- Born: Bhamidipally Narasimha Murthy 28 October 1957 (age 68) Atreyapuram, Andhra Pradesh, India
- Occupations: Writer; cartoonist;
- Writing career
- Pen name: Bnim; Neelapriya;
- Language: Telugu
- Notable awards: Kala Ratna; Nandi Awards;

= Bnim =

Indian writer and cartoonist (born 1957)

Bhamidipally Narasimha Murthy (born 28 October 1957), commonly known by his mononymous pen name Bnim, is an Indian writer and cartoonist from the state of Andhra Pradesh. He received the Kala Ratna award and four Nandi Awards.

== Early life ==
Bnim was born on 28 October 1957 to Bhamidipally Suryanarayana Murthy and Vijaya Lakshmi in Atreyapuram, East Godavari district (now in Konaseema district), Andhra Pradesh. He grew up in Atreyapuram before moving to Hyderabad in 1981. He is an Ayurvedic doctor; however, he does not practice medicine. He has a brother.

== Writing career ==
Bnim started writing in 1975. His cartoons were initially published in Prabhava, a monthly publication. After moving to Hyderabad, he started working at Vikas Advertiser for his livelihood. He subsequently worked with Andhra Bhoomi, Krishna Patrika and Suprabhatam publications in pursuit of learning arts. He debuted working in television with Doordarshan during 1985–86 with his cartoon Adugu Puli. As of March 2019, Bnim worked in 30 television shows and 60 single episodes in various departments – editing, dubbing, designing and modulation. He has also written several television show titles on comedy, historical, mythological and social concepts.

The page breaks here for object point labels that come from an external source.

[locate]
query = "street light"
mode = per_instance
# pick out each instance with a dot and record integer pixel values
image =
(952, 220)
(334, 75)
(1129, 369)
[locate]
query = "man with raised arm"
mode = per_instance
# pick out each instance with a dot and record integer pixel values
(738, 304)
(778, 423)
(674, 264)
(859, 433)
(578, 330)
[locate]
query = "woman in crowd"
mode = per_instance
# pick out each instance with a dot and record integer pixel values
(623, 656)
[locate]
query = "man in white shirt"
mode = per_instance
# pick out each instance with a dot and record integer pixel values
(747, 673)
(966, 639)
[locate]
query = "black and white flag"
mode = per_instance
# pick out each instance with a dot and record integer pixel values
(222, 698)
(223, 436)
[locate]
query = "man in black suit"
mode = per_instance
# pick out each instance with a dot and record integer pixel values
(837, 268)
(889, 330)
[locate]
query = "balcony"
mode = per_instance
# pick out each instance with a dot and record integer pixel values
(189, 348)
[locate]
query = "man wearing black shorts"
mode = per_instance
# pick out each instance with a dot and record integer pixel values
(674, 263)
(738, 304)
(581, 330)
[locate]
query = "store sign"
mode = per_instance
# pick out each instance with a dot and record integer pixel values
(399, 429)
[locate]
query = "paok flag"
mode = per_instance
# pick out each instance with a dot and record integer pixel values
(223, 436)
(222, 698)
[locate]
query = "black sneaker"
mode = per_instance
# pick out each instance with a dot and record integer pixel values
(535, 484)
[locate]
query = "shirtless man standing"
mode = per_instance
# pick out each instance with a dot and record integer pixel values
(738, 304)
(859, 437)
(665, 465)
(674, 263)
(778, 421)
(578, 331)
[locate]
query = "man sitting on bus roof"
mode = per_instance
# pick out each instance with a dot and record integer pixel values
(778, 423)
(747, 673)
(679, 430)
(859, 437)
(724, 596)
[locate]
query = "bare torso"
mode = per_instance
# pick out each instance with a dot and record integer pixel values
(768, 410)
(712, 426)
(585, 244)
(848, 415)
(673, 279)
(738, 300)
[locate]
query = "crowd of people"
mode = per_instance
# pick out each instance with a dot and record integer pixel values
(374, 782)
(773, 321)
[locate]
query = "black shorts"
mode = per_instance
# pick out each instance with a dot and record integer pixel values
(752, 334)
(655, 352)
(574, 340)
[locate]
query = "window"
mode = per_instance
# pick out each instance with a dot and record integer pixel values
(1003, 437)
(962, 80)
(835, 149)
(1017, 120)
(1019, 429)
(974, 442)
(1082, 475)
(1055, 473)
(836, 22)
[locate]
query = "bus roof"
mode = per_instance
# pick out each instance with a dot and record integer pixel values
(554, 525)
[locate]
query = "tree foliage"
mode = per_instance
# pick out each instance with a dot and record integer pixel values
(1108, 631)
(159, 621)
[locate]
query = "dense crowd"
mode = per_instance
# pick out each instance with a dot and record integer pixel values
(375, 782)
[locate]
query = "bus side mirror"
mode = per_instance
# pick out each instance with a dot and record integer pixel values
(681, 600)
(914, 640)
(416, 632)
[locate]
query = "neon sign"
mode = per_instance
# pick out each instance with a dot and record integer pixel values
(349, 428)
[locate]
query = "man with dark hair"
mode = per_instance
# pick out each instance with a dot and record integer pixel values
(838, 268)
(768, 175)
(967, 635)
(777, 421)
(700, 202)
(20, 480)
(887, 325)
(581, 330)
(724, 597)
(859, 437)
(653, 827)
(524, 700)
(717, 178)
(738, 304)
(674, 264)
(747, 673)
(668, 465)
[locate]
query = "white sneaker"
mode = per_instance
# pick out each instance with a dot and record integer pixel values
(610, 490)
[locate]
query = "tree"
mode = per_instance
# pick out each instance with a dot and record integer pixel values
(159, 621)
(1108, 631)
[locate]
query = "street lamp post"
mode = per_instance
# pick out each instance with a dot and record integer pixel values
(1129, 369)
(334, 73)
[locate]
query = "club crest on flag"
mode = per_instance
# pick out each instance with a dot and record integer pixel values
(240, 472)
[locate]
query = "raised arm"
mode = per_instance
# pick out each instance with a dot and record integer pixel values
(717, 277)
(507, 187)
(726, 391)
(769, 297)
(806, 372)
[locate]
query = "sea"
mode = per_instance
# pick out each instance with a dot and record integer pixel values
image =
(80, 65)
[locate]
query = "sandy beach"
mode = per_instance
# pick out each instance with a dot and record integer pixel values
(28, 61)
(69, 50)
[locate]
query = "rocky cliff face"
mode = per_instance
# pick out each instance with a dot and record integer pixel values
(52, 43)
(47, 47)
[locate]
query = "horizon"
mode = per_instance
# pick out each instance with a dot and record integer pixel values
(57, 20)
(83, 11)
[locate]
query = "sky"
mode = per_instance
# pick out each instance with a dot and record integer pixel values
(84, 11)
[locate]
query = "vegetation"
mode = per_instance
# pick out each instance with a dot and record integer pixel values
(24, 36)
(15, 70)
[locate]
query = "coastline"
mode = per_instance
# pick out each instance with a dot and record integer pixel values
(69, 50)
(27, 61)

He states he has used at least 26 pen names for his works, including Bnim and Neelapriya, which he used for poetry. According to him, he chose the pen name Bnim reflecting his initials "BNM" with "I" reflecting himself. His writing works are published in Andhra Bhoomi, Swathi, Chinuku magazines.

== Kuchipudi ballets ==
In 1990s, he started writing scripts for Kuchipudi ballets. He debuted with the ballet Madhura Swapna for Pedilka Narsingh Rao based on the life of Rabindranath Tagore. He has scripted five different ballets on Ramayana from various perspectives, some from the eyes of Ravana, Mandhara and Shabari. As of March 2019, he has scripted 254 ballets.

He contributed scripts for Maddali Usha Gayatri ballets – Matru Devo Bhava, Goda Kalyanam, Pushkara Pulakita Godavari, Swetcha Bharat. Other ballets include a composition on Shurpanakha for Sreelakshmy Govardhanan in her ballet Ardhanareeswaram; Katha Kelika, Meenakshi Kalyanam, Prakrithi Rakshathi Rakshithaha for Deepika Reddy, Sabari Gireesha Saranam, Lalitha Sindhuri, Kali Mardhanam, Rama Katha Saram, Vatsayani Kamasutra for Swathi Somnath based on Vātsyāyana's work on erotic love Kama Sutra.

== Reception ==
Gudipoodi Srihari of The Hindu opined that the scripting by Bnim for Goda Kalyanam, which portrays the Hindu deities Ranganatha, a form of Vishnu, and Goda Devi, was unique and creative compared to other exponents of Kuchipudi. Srihari wrote that Bnim, in contrast to common practice, took inspiration from the Hindu gods Rama and Krishna, both of whom are avatars of Vishnu.

== Films ==
Bnim scripted a song in the Telugu-language movie Yamudu Anna Ki Mogudu, which was well received. However, he did not pursue a further career in film.

== Other work ==
Bnim established Bapu-Ramana Academy – in memory of Bapu and Mullapudi Venkata Ramana – and gives out the Bapu Award to one cartoonist and the Ramana Award to one writer every year. He has also worked as an advisor at Akshagna Publication.

== Awards ==
Bnim was conferred with the Kala Ratna award by the Government of Andhra Pradesh. He has also received four Nandi Awards for his works in television for his contributions to screenplay, story and dialogues.